Bryan Sayler - President, Chief Executive Officer, Director
Yes, yes. Well, listen, I think with the sale of the VACCO business and the completion of the Maritime business, and that integration is kind of going pretty well. Our cash flow really has been outstanding, and our leverage is pretty low. We aren't actively rebuilding a pipeline of M&A opportunities. The market looks pretty healthy. And we do see a number of different prospects on the horizon, nothing we can announce at this point in time, but we do have a couple of good things that we could get some done this year.
So that's really our primary focus for deployment of capital would be to continue to add good fit, strategic acquisitions. I think that we're going to continue to be a little bit picky, focused primarily on our Utility segment, our Aircraft Components segment and our Navy segment, where we think we understand those markets pretty well, and they are all markets that have really good long-term secular growth characteristics. So that's kind of where our focus is right now.
Tommy Moll - Analyst
Thank you.
Operator
John Tanwanteng, CJS.
Jonathan Tanwanteng - Analyst
Thanks for the follow-up. I was wondering if you could talk a little bit more about the military business in the A&D segment that is not maybe you mentioned strength in military aircraft. Just wondering where that's coming from, number one? And if there's anything outside of that, maybe drones or munitions that's driving some strength there.

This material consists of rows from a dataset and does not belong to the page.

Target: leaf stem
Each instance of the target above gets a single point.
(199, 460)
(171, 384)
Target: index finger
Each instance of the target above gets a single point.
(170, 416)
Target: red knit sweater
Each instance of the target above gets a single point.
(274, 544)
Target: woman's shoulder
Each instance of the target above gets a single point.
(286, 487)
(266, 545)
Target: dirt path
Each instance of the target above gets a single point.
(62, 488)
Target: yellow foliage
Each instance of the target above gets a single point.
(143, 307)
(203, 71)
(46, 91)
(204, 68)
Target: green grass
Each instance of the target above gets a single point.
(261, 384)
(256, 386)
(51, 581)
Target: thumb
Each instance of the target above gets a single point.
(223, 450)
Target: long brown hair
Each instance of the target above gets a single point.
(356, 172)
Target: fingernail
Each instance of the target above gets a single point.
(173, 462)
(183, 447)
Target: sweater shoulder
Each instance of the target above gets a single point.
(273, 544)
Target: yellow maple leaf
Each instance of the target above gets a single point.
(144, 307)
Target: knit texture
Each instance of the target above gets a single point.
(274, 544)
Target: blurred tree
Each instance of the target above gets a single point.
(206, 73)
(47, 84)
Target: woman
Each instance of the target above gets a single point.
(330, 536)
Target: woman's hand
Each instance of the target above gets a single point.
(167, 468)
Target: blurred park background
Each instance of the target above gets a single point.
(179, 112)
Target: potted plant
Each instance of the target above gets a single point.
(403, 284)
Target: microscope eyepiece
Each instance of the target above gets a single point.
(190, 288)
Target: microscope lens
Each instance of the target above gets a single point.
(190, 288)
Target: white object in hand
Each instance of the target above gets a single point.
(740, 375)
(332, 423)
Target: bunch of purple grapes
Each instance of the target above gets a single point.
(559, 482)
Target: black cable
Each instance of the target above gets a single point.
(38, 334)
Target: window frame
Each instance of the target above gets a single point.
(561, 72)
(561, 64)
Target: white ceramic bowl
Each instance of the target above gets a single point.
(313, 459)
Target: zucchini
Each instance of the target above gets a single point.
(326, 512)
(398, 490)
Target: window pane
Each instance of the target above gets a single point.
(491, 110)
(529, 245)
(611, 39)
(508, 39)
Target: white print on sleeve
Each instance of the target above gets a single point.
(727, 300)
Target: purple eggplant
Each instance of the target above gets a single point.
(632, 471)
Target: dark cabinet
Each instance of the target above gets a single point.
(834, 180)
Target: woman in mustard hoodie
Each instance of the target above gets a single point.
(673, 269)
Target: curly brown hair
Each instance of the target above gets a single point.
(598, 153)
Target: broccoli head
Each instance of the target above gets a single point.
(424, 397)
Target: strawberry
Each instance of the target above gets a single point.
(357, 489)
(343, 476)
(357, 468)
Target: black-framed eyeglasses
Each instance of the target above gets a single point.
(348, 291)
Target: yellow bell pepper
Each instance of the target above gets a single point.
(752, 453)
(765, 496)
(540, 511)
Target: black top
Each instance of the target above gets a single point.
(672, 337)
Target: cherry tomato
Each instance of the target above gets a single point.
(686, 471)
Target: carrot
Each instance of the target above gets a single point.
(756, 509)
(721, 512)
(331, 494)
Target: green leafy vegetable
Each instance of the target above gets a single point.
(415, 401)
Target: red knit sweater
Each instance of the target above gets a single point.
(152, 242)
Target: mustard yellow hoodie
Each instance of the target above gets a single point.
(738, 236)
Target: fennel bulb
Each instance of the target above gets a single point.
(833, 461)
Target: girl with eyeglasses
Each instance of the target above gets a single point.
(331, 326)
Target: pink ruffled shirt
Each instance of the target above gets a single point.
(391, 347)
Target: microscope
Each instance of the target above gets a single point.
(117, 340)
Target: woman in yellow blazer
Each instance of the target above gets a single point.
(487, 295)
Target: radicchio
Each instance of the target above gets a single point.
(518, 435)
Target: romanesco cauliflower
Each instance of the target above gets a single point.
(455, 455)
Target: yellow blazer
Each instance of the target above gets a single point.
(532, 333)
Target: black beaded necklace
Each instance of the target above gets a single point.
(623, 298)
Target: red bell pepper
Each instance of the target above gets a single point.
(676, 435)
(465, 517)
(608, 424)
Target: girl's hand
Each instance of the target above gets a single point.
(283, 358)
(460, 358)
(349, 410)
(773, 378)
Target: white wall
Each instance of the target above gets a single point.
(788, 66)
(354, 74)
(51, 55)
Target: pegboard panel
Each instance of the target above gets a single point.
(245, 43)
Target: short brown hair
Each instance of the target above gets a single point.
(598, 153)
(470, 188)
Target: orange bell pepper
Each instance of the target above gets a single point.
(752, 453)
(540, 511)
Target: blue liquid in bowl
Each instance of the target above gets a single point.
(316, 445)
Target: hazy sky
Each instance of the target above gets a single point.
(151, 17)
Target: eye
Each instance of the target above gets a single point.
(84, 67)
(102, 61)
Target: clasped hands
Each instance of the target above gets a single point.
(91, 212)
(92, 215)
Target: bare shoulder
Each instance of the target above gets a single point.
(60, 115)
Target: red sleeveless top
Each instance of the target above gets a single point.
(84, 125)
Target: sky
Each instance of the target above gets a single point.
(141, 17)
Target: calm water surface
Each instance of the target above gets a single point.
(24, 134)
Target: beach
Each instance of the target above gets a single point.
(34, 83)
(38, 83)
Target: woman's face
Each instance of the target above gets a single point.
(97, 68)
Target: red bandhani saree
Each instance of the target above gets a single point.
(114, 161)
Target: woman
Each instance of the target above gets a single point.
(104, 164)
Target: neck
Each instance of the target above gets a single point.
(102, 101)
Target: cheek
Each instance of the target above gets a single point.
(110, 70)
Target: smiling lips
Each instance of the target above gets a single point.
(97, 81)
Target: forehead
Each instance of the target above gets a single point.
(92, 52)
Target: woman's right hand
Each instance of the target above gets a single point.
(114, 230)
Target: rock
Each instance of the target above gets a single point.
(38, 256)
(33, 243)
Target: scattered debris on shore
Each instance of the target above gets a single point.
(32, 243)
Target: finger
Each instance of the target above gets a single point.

Bryan Sayler - President, Chief Executive Officer, Director
Yes. I'd say it's pretty broad-based. But a couple of highlights there. You would have seen in the 2025 reconciliation bill that they put a lot of money out there. They're buying 21 of the F-15 EX fighters.
That's a platform that we have a lot of content on. There's a lot going on with regard to the sixth-generation fighter platform, the F-47, and that's been a positive story for us. So yes, there's a lot of good things going on. But I would say, yes, the traditional kind of F-35 missile programs, all those things are all kind of coming through for us.
Jonathan Tanwanteng - Analyst
Got it. Thank you. And then just for the broader airplane business, the commercial side, how closely does your guidance, I guess, mirrors the targeted production rates at the OEMs? Or are you still giving them a little cushion in your outlook?
Bryan Sayler - President, Chief Executive Officer, Director
No, we still have cushion. I think that we follow our OEM partners very, very closely. But I think that we have our own opinion, which is probably modestly skeptical of their ability to get -- to reach their targets. And so when we are communicating to you, I think you should assume there's a little bit of discount on there, which -- listen, if they're successful, then that's going to be all upside for ESCO.
Jonathan Tanwanteng - Analyst
Got it. Thank you, guys
Operator
Thank you. And this concludes today's Q&A session. I would like to turn the call back over to Bryan for closing remarks. Please go ahead.
Bryan Sayler - President, Chief Executive Officer, Director
Well, listen, thanks for taking a little bit of time to hear about our first quarter. We're pretty excited about the results and probably more excited about our growth prospects going forward. So we'll look forward to talking to you again next quarter.
Operator
Thank you for joining today's program. You may all disconnect.